Final answer:
To lift a chair with a hydraulic system, the force applied to the smaller piston can be calculated using Pascal's Principle which equates the ratios of force to area between two pistons. For a force of 219 N on a piston with an area of 11.2 cm², a force of approximately 80.52 N is required on a piston with an area of 4.12 cm².
Step-by-step explanation:
The subject matter of this question pertains to Physics, specifically the topic of hydraulic systems and Pascal's Principle. Given the area of the piston attached to the chair and the area of the piston to which force is applied, we need to calculate the force necessary to lift the chair when a downward force of 219 N is exerted by an individual sitting on it.

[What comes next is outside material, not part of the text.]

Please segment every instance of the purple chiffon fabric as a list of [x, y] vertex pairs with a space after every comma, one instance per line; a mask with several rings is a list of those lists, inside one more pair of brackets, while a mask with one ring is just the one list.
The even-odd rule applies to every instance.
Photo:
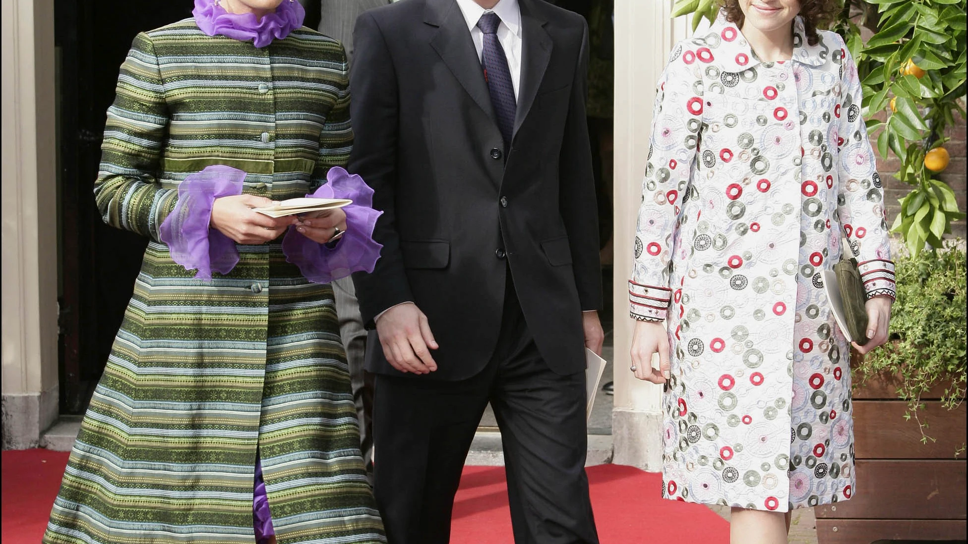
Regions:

The force required on the small piston to lift the seat can be calculated using the relationship established by Pascal’s Principle, which states that pressure applied to a confined fluid is transmitted undiminished throughout the fluid. Therefore, the ratio of the forces is equal to the ratio of the areas of the two pistons.
The equation for Pascal's Principle in this context is:
F1/A1 = F2/A2, where:
- F1 is the unknown force applied to the small piston,
- A1 is the area of the small piston (4.12 cm2),
- F2 is the downward force exerted by the person (219 N),
- A2 is the area of the piston attached to the seat (11.2 cm2).
To find F1, we rearrange the equation to:
F1 = (F2 * A1) / A2
Substituting the given values:
F1 = (219 N * 4.12 cm2) / 11.2 cm2 = 80.52 N
Therefore, a force of approximately 80.52 N needs to be exerted on the small piston to lift the chair.